Daily Archives: January 3, 2010
Sunday Fried Chicken is the recipe I want to share with you today. Nevermind that I made it on Saturday. Just ignore that part.
This recipe from Taste of Home’s Complete Guide to Country Cooking makes a divinely flavored, crispy fried chicken.
My Toadie (my older son) just loves it. My Little Man loves it cut up and made into a sandwich with cheese and ketchup…go figure!
What I like about this recipe is that it’s fast. Fried chicken can be so messy and time consuming–this recipe isn’t.
It also makes enough coating for three meals. I put the remaining coating in a ziploc bag and tossed it in the freezer.
The chicken, just after pan frying. I lined my baking sheet with parchment paper to save on clean up.
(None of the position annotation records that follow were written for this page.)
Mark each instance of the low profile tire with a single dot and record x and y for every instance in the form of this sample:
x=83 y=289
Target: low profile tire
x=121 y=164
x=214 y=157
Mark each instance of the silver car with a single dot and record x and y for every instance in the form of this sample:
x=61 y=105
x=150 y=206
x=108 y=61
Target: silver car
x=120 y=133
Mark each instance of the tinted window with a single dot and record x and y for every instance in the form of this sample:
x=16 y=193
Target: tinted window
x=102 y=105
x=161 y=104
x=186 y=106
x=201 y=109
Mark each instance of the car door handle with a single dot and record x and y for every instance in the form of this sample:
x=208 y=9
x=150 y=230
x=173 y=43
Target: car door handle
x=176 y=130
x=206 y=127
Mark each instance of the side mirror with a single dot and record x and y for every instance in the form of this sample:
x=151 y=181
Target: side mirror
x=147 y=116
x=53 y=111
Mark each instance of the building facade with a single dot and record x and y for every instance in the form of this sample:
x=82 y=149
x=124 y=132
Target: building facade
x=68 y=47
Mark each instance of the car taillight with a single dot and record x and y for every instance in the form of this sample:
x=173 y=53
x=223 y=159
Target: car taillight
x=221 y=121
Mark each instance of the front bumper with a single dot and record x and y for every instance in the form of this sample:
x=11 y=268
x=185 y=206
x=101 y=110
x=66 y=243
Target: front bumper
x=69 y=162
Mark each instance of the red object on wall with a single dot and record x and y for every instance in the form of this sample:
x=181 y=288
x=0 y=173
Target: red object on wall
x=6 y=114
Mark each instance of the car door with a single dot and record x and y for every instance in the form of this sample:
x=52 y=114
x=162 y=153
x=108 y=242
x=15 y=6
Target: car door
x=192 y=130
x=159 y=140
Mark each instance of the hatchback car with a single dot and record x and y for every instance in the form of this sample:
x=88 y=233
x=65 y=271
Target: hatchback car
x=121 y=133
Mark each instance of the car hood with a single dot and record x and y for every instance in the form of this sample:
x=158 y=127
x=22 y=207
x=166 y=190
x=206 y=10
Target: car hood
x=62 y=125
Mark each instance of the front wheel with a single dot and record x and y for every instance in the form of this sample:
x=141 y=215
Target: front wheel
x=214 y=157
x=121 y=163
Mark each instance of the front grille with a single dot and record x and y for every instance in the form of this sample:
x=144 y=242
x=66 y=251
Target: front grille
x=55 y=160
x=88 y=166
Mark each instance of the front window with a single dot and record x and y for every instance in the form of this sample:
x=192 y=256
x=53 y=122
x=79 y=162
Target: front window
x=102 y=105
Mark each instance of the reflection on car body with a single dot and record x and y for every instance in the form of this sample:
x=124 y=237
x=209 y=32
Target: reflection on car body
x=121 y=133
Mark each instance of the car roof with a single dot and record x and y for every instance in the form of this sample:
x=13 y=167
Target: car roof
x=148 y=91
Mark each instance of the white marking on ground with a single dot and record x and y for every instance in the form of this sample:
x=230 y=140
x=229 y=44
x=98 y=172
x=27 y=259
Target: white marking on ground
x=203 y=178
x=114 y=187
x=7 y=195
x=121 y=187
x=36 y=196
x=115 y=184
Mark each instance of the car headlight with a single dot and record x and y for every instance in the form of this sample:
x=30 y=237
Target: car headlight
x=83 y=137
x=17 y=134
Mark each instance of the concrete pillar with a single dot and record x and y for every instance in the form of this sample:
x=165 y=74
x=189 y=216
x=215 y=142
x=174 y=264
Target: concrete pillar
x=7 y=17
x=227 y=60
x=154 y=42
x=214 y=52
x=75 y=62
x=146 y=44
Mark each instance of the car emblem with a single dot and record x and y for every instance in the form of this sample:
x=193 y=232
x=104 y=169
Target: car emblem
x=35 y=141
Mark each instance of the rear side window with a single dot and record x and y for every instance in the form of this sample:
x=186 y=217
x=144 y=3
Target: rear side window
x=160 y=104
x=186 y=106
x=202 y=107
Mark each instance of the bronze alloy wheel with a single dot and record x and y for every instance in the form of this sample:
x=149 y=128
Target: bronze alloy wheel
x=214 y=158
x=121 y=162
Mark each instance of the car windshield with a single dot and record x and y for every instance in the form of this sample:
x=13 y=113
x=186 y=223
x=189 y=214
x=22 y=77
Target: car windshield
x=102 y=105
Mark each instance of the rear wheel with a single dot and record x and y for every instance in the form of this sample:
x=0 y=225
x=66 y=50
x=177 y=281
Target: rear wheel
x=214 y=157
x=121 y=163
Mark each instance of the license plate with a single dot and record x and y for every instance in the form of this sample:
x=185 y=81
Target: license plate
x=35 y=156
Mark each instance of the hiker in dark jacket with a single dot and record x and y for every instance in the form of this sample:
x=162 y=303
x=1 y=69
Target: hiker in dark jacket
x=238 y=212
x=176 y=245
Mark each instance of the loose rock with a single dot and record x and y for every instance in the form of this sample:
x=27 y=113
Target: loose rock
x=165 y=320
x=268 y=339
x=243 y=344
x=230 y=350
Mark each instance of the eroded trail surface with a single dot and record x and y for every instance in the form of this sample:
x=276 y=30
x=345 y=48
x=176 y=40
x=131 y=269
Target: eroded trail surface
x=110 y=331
Another shot of the numminess.
After it’s baked for an hour. Mmm!
Sunday Fried Chicken
2 Cups all purpose flour
1/2 Cup cornmeal
2 Tbsp. salt
2 Tbsp. ground mustard
2 Tbsp. paprika
2 Tbsp. garlic salt
1 Tbsp. celery salt
1 Tbsp. pepper
1 tsp. ground ginger
1/2 tsp. ground thyme
1/2 tsp. dried oregano
3 to 4 lbs. assorted chicken pieces
Combine the first 11 ingredients. Place about 1 cup flour mixture into a large, resealable bag. Add a few chicken pieces at a time; shake to coat. Heat 1/4 inch oil in a large skillet on medium-high heat. Brown chicken on all sides; transfer to an ungreased 9 x13 by 2 inch pan. Bake, uncovered, at 350 degrees for 45-55 minutes or until juices run clear. Recipe makes enough coating for three chickens. Store unused mixture in an airtight container.
Stacey’s Notes: I didn’t use the baking pan specified in the recipe, I used a cookie sheet lined with parchment paper. I also stored my extra coating mix in a ziploc bag in the freezer.